Умирать было не страшно, то есть я не имел никаких претензий персонально жить или сохраниться после смерти, почему-то я совсем не был в этом заинтересован, но что есть Бессмертное и я в нем окажусь — это было так прекрасно и так торжественно. Вы казались мне тогда — и сейчас тоже — высшим выражением Бессмертного, какое я только встречал в жизни. В больнице мне довелось перечитать «Бесов». Достоевский, как всегда, мне тяжел и совсем не для меня, но в конце романа, как золотая заря, среди страшного и неправдоподобного мрака, такие слова: «Одна уже всегдашняя мысль о том, что существует нечто безмерно справедливейшее и счастливейшее, чем я, уже наполняет и меня всего безмерным умилением и славой — о, кто бы я ни был, что бы ни сделал, человеку гораздо необходимее собственного счастья знать и каждое мгновение веровать в то, что есть где-то уже совершенное и спокойное счастье, для всех и для всего...» и т.д. Эти слова почти совершенное выражение того, что я тогда чувствовал. Именно — «и славой» — именно «спокойное счастье». Вы и были тогда выражением «спокойного счастья славы».

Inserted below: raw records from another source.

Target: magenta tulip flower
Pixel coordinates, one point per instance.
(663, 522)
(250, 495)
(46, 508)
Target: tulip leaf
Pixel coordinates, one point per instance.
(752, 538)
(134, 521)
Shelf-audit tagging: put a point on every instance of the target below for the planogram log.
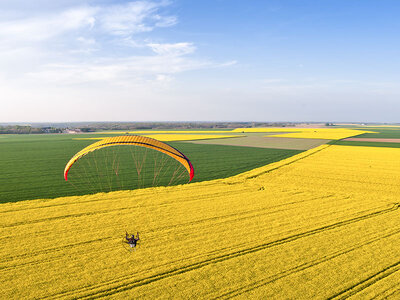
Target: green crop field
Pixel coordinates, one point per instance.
(32, 165)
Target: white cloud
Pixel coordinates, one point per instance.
(100, 57)
(176, 49)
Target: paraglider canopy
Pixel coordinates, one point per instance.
(135, 140)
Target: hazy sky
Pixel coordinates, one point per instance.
(184, 60)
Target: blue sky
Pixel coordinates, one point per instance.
(221, 60)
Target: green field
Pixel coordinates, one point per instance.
(32, 165)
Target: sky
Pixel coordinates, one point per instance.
(210, 60)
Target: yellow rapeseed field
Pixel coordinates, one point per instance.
(322, 224)
(308, 133)
(175, 137)
(164, 131)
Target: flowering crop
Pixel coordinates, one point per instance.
(322, 224)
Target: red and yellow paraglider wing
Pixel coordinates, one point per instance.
(136, 141)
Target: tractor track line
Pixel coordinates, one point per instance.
(194, 266)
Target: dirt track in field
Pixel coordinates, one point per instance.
(266, 142)
(373, 140)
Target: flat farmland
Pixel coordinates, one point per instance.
(323, 224)
(32, 165)
(261, 141)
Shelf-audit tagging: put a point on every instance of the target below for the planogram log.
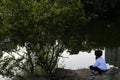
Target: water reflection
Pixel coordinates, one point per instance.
(81, 60)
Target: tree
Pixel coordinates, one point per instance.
(42, 27)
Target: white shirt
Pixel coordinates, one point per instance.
(100, 63)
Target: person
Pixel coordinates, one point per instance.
(100, 65)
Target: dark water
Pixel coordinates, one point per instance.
(79, 61)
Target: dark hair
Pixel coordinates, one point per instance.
(98, 53)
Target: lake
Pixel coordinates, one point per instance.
(78, 61)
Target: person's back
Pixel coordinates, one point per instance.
(100, 64)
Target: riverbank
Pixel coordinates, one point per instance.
(79, 74)
(85, 74)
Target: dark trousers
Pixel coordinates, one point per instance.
(96, 69)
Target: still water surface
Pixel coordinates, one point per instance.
(78, 61)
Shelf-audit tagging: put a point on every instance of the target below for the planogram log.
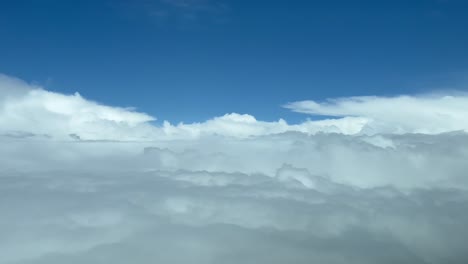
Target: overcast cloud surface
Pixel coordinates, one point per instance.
(383, 182)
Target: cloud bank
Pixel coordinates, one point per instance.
(81, 182)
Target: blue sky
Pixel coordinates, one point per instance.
(190, 60)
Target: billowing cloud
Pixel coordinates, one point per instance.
(429, 114)
(232, 189)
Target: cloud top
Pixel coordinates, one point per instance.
(83, 182)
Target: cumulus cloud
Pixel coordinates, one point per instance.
(429, 114)
(232, 189)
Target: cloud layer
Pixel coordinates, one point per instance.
(81, 182)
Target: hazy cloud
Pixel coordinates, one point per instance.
(81, 182)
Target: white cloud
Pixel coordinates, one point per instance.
(428, 114)
(232, 189)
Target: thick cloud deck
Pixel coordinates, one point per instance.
(230, 190)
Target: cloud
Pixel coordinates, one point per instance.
(228, 190)
(428, 114)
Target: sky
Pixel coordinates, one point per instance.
(226, 132)
(189, 60)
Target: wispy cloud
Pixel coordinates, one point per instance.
(181, 13)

Умирая, я к нему приближался. Но я остался жить и сохранил и само это чувство и память о нем. Я так боюсь теперь его потерять и забыть и делаю усилия, чтобы этого не случилось, чтобы не случилось того, что так много раз случалось со мной в жизни: Вы знаете, как я легкомысленно, не делая никаких усилий, даже скорее с вызовом судьбе, терял лучшее, что она, судьба, мне давала. Солнце, которое я так люблю, после ледяного ленинградского ада, поддерживает меня, и мне легко беречь перед этой солнечной славой это чувство бессмертного. И я счастлив.
Мне хорошо здесь, и в больнице хорошо, рука почти зажила, Вы видите, я пишу своим почерком — правда, много забот, как устроиться, как прокормиться, но они не поглощают меня так, как это бывало раньше. И мне не жаль брошенного, кроме некоторых вещей, которые я просто из-за спешки забыл взять.
В вагоне, когда я заболел, мне почему-то вспомнился Хлебников, и я воспринимал его, как самый чистый звук, самый чистый голос моего времени, и как синтез этого времени, по отношению к которому Маяковский что-то одностороннее, частный случай.